As she glided down, she heard screams and a sickening thud behind her. The fright unbalanced her and flapping in alarm, she pulled up and around. She saw with horror Earth and Sky lying crumpled in the rice field below the huge electricity pylon.

She flew down, her heart cold with dread. The two big birds lay next to each other, their beautiful long necks now running with fresh bright blood. Their wings were broken and trailed uselessly as they tried to stand up. They fell repeatedly. The strength drained out of their hearts and the glow in their eyes grew dimmer and dimmer.
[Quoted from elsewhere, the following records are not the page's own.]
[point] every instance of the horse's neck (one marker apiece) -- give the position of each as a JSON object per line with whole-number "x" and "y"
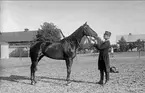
{"x": 76, "y": 36}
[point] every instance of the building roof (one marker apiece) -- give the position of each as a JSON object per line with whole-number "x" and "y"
{"x": 131, "y": 38}
{"x": 17, "y": 36}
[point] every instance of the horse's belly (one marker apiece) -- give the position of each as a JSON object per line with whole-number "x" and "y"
{"x": 54, "y": 52}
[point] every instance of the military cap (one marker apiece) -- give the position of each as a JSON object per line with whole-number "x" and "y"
{"x": 107, "y": 33}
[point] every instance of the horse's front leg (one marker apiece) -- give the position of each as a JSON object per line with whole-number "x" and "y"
{"x": 68, "y": 65}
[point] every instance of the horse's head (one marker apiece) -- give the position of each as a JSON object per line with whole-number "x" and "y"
{"x": 89, "y": 31}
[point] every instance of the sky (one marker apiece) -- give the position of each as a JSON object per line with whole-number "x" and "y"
{"x": 118, "y": 17}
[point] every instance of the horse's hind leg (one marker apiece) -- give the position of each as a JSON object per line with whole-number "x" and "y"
{"x": 68, "y": 65}
{"x": 33, "y": 70}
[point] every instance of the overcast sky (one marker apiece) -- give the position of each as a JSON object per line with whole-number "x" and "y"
{"x": 119, "y": 17}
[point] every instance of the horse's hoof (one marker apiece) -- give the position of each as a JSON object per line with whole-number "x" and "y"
{"x": 68, "y": 83}
{"x": 33, "y": 82}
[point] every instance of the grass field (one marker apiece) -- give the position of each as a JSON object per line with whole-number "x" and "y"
{"x": 51, "y": 74}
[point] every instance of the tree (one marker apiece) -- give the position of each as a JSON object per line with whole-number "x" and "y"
{"x": 123, "y": 44}
{"x": 131, "y": 46}
{"x": 139, "y": 44}
{"x": 48, "y": 32}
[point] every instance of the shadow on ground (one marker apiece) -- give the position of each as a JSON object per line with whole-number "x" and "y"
{"x": 16, "y": 78}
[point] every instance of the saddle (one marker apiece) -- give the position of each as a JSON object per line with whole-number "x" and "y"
{"x": 113, "y": 70}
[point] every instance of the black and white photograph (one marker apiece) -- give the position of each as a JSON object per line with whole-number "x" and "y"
{"x": 72, "y": 46}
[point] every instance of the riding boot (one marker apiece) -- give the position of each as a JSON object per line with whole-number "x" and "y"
{"x": 107, "y": 76}
{"x": 101, "y": 77}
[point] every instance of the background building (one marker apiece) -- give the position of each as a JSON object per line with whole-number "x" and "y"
{"x": 131, "y": 38}
{"x": 9, "y": 41}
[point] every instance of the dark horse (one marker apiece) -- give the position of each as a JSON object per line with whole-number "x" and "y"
{"x": 64, "y": 49}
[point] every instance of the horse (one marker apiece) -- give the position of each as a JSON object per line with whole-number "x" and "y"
{"x": 64, "y": 49}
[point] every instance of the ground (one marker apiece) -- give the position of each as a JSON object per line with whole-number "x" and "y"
{"x": 51, "y": 74}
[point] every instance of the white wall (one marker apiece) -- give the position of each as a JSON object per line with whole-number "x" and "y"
{"x": 4, "y": 50}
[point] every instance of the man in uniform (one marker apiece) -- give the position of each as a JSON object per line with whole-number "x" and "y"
{"x": 103, "y": 60}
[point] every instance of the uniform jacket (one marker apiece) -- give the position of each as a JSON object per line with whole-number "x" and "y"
{"x": 103, "y": 60}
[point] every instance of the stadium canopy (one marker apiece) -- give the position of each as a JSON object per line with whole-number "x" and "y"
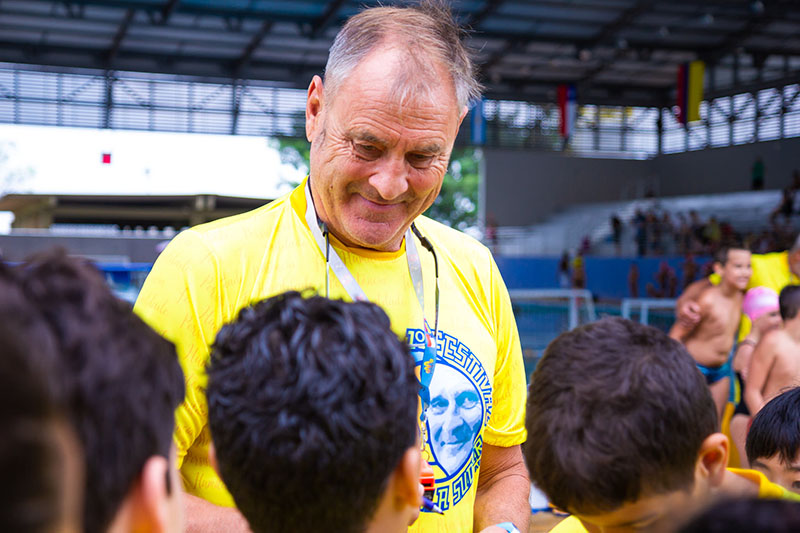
{"x": 617, "y": 52}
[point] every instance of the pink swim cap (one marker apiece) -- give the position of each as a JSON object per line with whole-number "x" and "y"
{"x": 758, "y": 301}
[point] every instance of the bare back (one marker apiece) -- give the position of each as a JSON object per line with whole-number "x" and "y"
{"x": 711, "y": 341}
{"x": 784, "y": 371}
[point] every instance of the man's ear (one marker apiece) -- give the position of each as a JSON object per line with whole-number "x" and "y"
{"x": 712, "y": 459}
{"x": 463, "y": 114}
{"x": 151, "y": 496}
{"x": 315, "y": 102}
{"x": 212, "y": 458}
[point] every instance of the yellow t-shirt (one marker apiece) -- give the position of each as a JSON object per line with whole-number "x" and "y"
{"x": 208, "y": 273}
{"x": 769, "y": 270}
{"x": 767, "y": 490}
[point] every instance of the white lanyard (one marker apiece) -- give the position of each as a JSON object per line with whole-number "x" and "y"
{"x": 356, "y": 293}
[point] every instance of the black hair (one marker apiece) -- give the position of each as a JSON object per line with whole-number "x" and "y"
{"x": 789, "y": 301}
{"x": 312, "y": 404}
{"x": 122, "y": 380}
{"x": 721, "y": 255}
{"x": 747, "y": 516}
{"x": 615, "y": 409}
{"x": 776, "y": 429}
{"x": 31, "y": 455}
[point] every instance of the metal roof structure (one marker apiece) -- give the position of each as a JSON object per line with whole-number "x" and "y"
{"x": 618, "y": 52}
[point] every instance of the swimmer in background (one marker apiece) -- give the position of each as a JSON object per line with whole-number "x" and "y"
{"x": 761, "y": 307}
{"x": 711, "y": 340}
{"x": 776, "y": 360}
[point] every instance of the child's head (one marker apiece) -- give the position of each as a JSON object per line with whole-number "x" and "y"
{"x": 746, "y": 516}
{"x": 773, "y": 443}
{"x": 312, "y": 406}
{"x": 789, "y": 302}
{"x": 732, "y": 264}
{"x": 762, "y": 308}
{"x": 622, "y": 427}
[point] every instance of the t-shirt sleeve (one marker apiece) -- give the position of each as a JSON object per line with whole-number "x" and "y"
{"x": 569, "y": 525}
{"x": 180, "y": 299}
{"x": 507, "y": 423}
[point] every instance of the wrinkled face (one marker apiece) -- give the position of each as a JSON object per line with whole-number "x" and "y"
{"x": 737, "y": 270}
{"x": 455, "y": 416}
{"x": 378, "y": 160}
{"x": 787, "y": 475}
{"x": 175, "y": 517}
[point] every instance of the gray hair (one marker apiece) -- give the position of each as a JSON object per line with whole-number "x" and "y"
{"x": 423, "y": 31}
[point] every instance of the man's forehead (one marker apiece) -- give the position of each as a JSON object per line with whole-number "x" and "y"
{"x": 422, "y": 145}
{"x": 404, "y": 76}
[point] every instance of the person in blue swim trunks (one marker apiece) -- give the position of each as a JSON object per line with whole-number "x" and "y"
{"x": 710, "y": 341}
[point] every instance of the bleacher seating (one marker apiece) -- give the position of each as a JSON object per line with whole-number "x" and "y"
{"x": 746, "y": 211}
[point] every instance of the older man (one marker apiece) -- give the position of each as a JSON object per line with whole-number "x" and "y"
{"x": 381, "y": 126}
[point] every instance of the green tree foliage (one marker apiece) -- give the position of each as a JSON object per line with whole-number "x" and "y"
{"x": 457, "y": 203}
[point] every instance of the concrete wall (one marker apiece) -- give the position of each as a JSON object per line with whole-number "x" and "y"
{"x": 727, "y": 169}
{"x": 527, "y": 187}
{"x": 524, "y": 188}
{"x": 16, "y": 247}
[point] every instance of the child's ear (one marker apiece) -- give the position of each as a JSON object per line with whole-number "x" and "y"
{"x": 712, "y": 459}
{"x": 151, "y": 496}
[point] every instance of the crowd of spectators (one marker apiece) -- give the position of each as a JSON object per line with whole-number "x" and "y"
{"x": 658, "y": 232}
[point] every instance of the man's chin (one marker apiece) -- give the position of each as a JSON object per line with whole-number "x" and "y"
{"x": 374, "y": 236}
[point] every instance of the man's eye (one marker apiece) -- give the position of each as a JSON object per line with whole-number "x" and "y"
{"x": 367, "y": 150}
{"x": 420, "y": 159}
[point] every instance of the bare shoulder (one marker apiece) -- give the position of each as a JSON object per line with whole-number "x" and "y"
{"x": 773, "y": 341}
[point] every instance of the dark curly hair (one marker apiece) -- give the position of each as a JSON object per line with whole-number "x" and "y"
{"x": 312, "y": 403}
{"x": 122, "y": 381}
{"x": 31, "y": 458}
{"x": 776, "y": 429}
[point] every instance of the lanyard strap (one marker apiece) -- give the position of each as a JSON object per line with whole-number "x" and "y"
{"x": 356, "y": 293}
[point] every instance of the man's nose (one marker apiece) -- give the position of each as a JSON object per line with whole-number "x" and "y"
{"x": 391, "y": 179}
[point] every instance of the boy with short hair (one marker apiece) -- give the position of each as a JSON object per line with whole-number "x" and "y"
{"x": 775, "y": 364}
{"x": 622, "y": 432}
{"x": 41, "y": 463}
{"x": 711, "y": 340}
{"x": 773, "y": 443}
{"x": 312, "y": 406}
{"x": 121, "y": 383}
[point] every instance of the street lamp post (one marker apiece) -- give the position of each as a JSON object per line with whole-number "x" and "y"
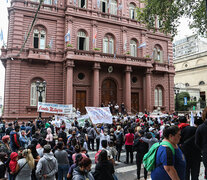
{"x": 40, "y": 89}
{"x": 176, "y": 90}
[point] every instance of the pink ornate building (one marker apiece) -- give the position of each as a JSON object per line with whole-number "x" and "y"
{"x": 97, "y": 61}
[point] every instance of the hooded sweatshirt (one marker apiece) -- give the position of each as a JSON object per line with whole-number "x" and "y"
{"x": 79, "y": 175}
{"x": 13, "y": 162}
{"x": 47, "y": 165}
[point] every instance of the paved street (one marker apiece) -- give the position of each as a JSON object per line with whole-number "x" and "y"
{"x": 128, "y": 171}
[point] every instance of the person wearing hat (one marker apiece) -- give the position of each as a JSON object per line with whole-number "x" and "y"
{"x": 4, "y": 145}
{"x": 47, "y": 166}
{"x": 9, "y": 129}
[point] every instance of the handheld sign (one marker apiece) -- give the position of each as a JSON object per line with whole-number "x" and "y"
{"x": 99, "y": 115}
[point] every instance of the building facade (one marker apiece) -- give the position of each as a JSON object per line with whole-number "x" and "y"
{"x": 191, "y": 67}
{"x": 87, "y": 52}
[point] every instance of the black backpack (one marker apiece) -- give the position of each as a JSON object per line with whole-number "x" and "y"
{"x": 119, "y": 138}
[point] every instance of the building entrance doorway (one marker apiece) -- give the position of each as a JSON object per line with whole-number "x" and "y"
{"x": 81, "y": 101}
{"x": 108, "y": 92}
{"x": 135, "y": 102}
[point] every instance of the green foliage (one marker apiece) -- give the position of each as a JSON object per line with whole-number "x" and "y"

She stayed with them through the night. In the morning when she awoke, she cried aloud as she saw them lifeless at her feet. Her cries woke the people in the nearby house. As they ran towards her she moved away, half flying and half walking. They gathered around the corpses of the two adult Sarus cranes shaking their heads in sorrow.

Maya suddenly woke up, the cold of the autumn morning on her face. Her mother hurried out anxiously, sweeping her up in a warm shawl. ‘What are you doing out here?’ she asked nuzzling her neck.

‘I was dreaming,’ she said. ‘About the big birds. About the Sarus cranes. And they died.’ She was sobbing as her mother led her into the house.

‘Why did they die?’ asked her mother, whose name was Amrita.

‘Because they hit the wire,’ she said, turning around and pointing at the big pylons stalking across the fields with the heavy cables sagging between them.

‘Oh but they are ok,’ said Amrita, picking her up and cradling her. ‘See?’ and she pointed into the distance and Maya saw the two big birds now more visible in the lifting mist.

‘Oh so they are not dead?’ said Maya, peering at them.

‘They are not dead, they are fine,’ said Amrita.

‘But they can die if they hit the wires?’ said Maya.

Amrita sighed. ‘Yes, they can die if they hit the wires,’ she said.

‘Can you ask them to take the wires away then please,’ said Maya, and she began to cry again, the tears welling into her eyes and her little chest heaving.

‘I will, I will,’ said Amrita, holding Maya close. Her father was up by then and had hurried out and heard what Maya had said. Pagla Baba had also heard her. He laughed and turned to Abhijit saying, ‘Hah! What did I tell you?’

Abhijit smiled.

‘Come in and have some hot chai,’ he said to them. ‘Come inside, and I will tell you what I am going to do.’  

As the big old blackened kettle heated on the wood fire, Abhijit took Maya onto his lap and said, ‘I am the headman of our village. That means people listen to me. And I promise at our next meeting, I will get everyone to agree to talk to the government about the wires. I will do something to help the cranes.’  

Maya nodded, only barely understanding but knowing that her father would do something for the birds.  

They all drank tea as the sun came up and the mist lifted. She walked outside and saw the great birds. Suddenly they started running. They took to the air with strong wing beats and circled up into the sky.  

She saw them coming towards her, gliding slowly, side-by-side, wing tip to giant wing tip. They landed gently in front of her. Earth said, ‘Thank you Maya.’

And Sky said, ‘Will you come and see us again sometime?’

‘Yes’ said Maya. Then with powerful wing beats they lifted off, disappearing into the sky in a great arc.

Abhijit came running out then. ‘What are you doing Maya?’ he said anxiously. ‘What happened?’

‘Nothing,’ she said as she turned and walked back into the house with him.

And quietly, to herself, she smiled.